I'm going to try and remember this quote to get me through, not only this birthday, but the many more that will follow.

I hate cancer for making me a widow.


There is only one way forward for either of us. Stay in the present moment. Don’t look too far ahead, you are just predicting what you cannot know. Don’t give the voices (both fears and dreams) in your head too much credit, they are ghosts of past relationships, and patterns that might need to be discarded. - See more at: http://goodmenproject.com/featured-content/dating-divorce-whats-worst-happen-gmp/#sthash.GXWIcn5O.dpufSt

Saturday, September 6, 2014

Weddings and Funerals

Jeff and I were together for ten years but he died just two and a half years after we were married. 

We didn't do a whole funeral thing, mainly because Jeff would have hated that, I was against having a viewing and because he was cremated his remains would not have been ready in time to do the interment.  We decided to do a celebration of life in my parents backyard.

But I distinctly remember the feeling I had before the celebration of life officially started.  People started arriving and I had a panic attack and had to go sit in the back bedroom and hide.  When the speaking finally started I was walked to my seat. 

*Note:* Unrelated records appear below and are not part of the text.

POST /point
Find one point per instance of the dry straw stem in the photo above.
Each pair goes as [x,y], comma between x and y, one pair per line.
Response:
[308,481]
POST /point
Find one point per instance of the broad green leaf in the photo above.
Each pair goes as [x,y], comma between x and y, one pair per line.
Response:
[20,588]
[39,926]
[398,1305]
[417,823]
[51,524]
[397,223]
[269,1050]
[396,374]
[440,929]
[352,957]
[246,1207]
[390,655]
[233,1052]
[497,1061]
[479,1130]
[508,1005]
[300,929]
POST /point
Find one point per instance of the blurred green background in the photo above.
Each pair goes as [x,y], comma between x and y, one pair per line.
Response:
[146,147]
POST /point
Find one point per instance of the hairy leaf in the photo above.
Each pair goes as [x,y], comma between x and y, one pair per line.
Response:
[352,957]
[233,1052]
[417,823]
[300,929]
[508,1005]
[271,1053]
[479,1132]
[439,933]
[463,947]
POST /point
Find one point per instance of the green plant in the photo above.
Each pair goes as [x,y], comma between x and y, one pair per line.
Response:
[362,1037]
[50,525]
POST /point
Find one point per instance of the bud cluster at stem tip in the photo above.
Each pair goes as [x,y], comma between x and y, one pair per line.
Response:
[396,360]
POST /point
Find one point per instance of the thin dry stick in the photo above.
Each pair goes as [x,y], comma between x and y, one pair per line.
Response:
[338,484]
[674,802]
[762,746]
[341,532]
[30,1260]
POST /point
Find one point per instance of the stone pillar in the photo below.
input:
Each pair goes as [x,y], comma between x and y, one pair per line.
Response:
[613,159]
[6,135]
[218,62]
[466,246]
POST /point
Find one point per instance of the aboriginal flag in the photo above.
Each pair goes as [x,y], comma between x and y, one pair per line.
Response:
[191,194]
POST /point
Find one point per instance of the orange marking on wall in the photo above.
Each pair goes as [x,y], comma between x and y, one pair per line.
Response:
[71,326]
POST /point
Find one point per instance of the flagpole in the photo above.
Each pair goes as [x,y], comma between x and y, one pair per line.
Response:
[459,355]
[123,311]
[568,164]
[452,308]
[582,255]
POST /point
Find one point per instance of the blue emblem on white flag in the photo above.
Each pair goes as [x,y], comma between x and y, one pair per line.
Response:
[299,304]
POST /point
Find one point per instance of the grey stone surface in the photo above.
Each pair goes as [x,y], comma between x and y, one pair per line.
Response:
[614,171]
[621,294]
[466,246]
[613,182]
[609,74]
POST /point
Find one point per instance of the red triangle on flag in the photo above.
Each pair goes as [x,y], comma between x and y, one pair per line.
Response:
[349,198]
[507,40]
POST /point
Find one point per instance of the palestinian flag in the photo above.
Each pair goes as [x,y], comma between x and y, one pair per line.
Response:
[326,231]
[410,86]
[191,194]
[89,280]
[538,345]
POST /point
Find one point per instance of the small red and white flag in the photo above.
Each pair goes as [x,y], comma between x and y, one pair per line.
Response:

I found it so familiar to our wedding.

Neither Jeff nor I wanted a big wedding, we just weren't those kind of people but it was so important to our families so we had a compromise, we had a small, destination wedding that his mom planned.  I literally had no hand in practically the entire wedding planning.  The only thing I chose was my wedding dress.  Everything else was chosen and paid for by Jeff's parents and my parents.  But I still had him to rely on and to commiserate with because even though we weren't really planning the wedding, we knew there were certain things we didn't want to do, so we fought to keep it as simple as possible. 

For his celebration of life, his parents and I planned it together.  For the most part we were all on the same page but there were a few things that I fought for.  Of course I wanted it to be simple because that's what Jeff would have wanted.  We told all the men to either wear a sports team jersey, especially a Charger's jersey or his softball team's jersey.

But this time, I didn't have him to commiserate with, I didn't have him to be nervous with.  The feeling before the wedding was worth it because we would be together after.  The feeling before his celebration of life was terrible because at the end, I still wouldn't have him after.  Waiting for his celebration of life to start was so similar, yet I knew it was so different than our wedding just two years before, specifically waiting in a room while everybody was waiting for me to walk down an aisle. 

But walking down the aisle for our wedding, I didn't worry about everybody looking at me because he was waiting at the end for me.  I knew that he was just as nervous as I was with all of the attention on us. 

Walking down the aisle to take my seat at his celebration of life, he wasn't there waiting for me at the end.  We wouldn't walk back up the aisle hand in hand, knowing it was all over and the pressure was off and we had each other to lean on.

It's devastating remembering like it was just yesterday how happy we were on our wedding day when it was finally all over, all of the nervousness and annoying things we had to do just to be married ended up being worth it in the end, because we had each other. 

Yet when the celebration of life was all over, I didn't have him.  I was all alone, so all the stress, nervousness and annoying things I had to do to celebrate his time here on Earth was just over, with no happy ending.  No Jeff at the end to commiserate with, to lean on, to love.

Weddings and funerals, I never thought I would think they had anything in common until cancer took my husband.  Another reason why I hate cancer for making me a widow.